The author is the director of quality assurance and customer service for Crave Brothers Farmstead Cheese LLC, Waterloo, Wis. Crave studied culinary arts at Madison Area Technical College.

As I open the sliding patio door, I’m reminded very quickly that grilling season has come to an end. The wind is blowing, and the snow is flying around. I can hardly see my neighbor’s house through it all. I return inside to grab a nice warm blanket and my cookbooks so I can rethink my game day menu for the playoffs.

As the kids get older, they have started to take an interest in all sports. They learn to play the game and understand the ins and outs of each sport they are watching or playing. I love the enthusiasm and passion they have for each sport.

I recently had the privilege of coaching my daughter’s fall club volleyball team. All of the girls loved coming to practice and giving 110% each night. Their drive and determination was awesome to witness, and it was very rewarding to coach this group. They had a “never give up” attitude.

Whether it be volleyball, basketball, soccer, or football, these athletes give their all each game. It is a joy to watch. And while watching them, let’s score big with these simple, yet flavor-packed, appetizers for the big game.

Jalapeno popper pinwheels

1/2 pound bacon

4 jalapenos

2 16-ounce packages cream cheese, softened

1 cup shredded Cheddar cheese

4 flour tortillas

Instructions

In a sauté pan, cook the bacon and crumble it.
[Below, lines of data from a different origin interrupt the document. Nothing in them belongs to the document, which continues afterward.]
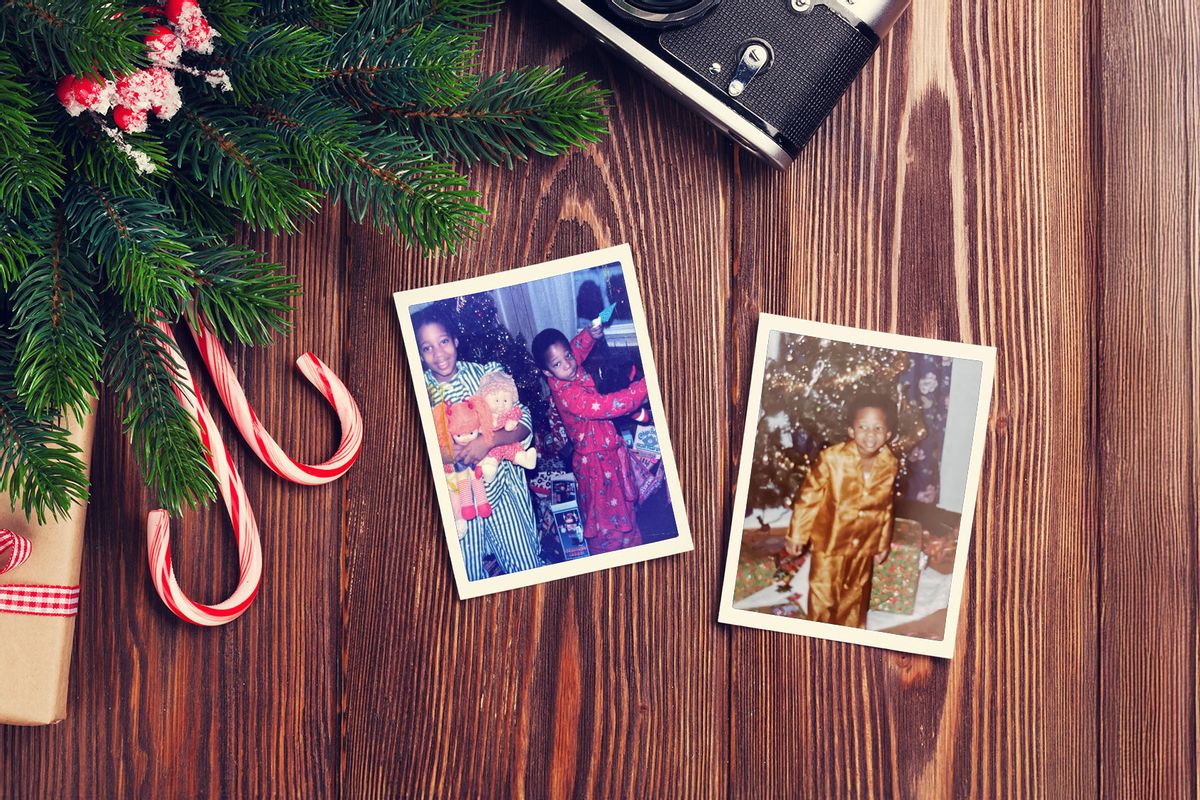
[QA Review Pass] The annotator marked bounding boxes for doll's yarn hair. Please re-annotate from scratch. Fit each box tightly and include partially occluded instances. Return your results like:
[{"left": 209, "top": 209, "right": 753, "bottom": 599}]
[
  {"left": 446, "top": 398, "right": 484, "bottom": 437},
  {"left": 475, "top": 372, "right": 517, "bottom": 403},
  {"left": 846, "top": 392, "right": 896, "bottom": 433}
]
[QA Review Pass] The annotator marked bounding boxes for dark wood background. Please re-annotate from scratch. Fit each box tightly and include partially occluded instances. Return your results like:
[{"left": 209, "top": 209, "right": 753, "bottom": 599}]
[{"left": 0, "top": 0, "right": 1200, "bottom": 798}]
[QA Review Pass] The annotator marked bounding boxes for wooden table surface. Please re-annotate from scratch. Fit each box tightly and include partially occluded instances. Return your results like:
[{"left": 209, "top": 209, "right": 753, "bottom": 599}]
[{"left": 0, "top": 0, "right": 1200, "bottom": 798}]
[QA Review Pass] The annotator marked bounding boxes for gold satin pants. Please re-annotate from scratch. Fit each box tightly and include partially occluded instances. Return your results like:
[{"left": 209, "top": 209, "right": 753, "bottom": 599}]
[{"left": 808, "top": 553, "right": 874, "bottom": 627}]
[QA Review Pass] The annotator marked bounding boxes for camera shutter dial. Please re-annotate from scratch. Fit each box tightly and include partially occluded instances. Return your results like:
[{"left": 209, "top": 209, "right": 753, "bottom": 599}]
[{"left": 728, "top": 42, "right": 770, "bottom": 97}]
Set aside on paper towel to drain.

Cut the jalapeno and remove the seeds, then add it to the skillet and cook until soft. In a large bowl, add the cream cheese, jalapenos, bacon, and Cheddar cheese. Mix until combined.

Spread 1/2 cup of jalapeno popper mixture on to one side of each tortilla. Tightly roll each tortilla from one end to another. Wrap in plastic wrap and place in the fridge overnight or for at least one to two hours.

Remove from fridge and slice into 1-inch wheels. Serves 12.

Bagel dip

2 cups sour cream

2 cups mayonnaise

8 ounces chipped beef, roughly chopped

2 teaspoons dill weed, plus more for garnish (optional)

1/2 teaspoon garlic powder

3/4 teaspoon onion powder

6 bagels, cut into piece for dipping

1/2 teaspoon pepper

Instructions

In a large bowl, combine the sour cream, mayonnaise, chipped beef, dill weed, garlic powder, and onion powder. If desired, hold out about 1 tablespoon of chipped beef for decorating the top of the dip.

Serve immediately with bagels for dipping. If desired, garnish with a little extra chopped beef and dill weed. Serves 12.

Bacon wrapped cocktail wienies

1 14-ounce package cocktail wienies

1/2 pound bacon

1 cup brown sugar

1 teaspoon dry ground mustard

Instructions

Preheat the oven to 325°F. Cut the bacon into quarters.

Wrap each wienie with a quarter of a piece of bacon and secure with a toothpick. Place in a 13- by 9-inch baking pan.

In a small bowl, mix together the brown sugar and mustard. Sprinkle over the wienies and mix to coat. Bake for 50 minutes to one hour, turning once half way through. When they’re finished, the sugar should be bubbly.
Remove them from their baking pan into your serving dish to help eliminate excess grease. Serves 12.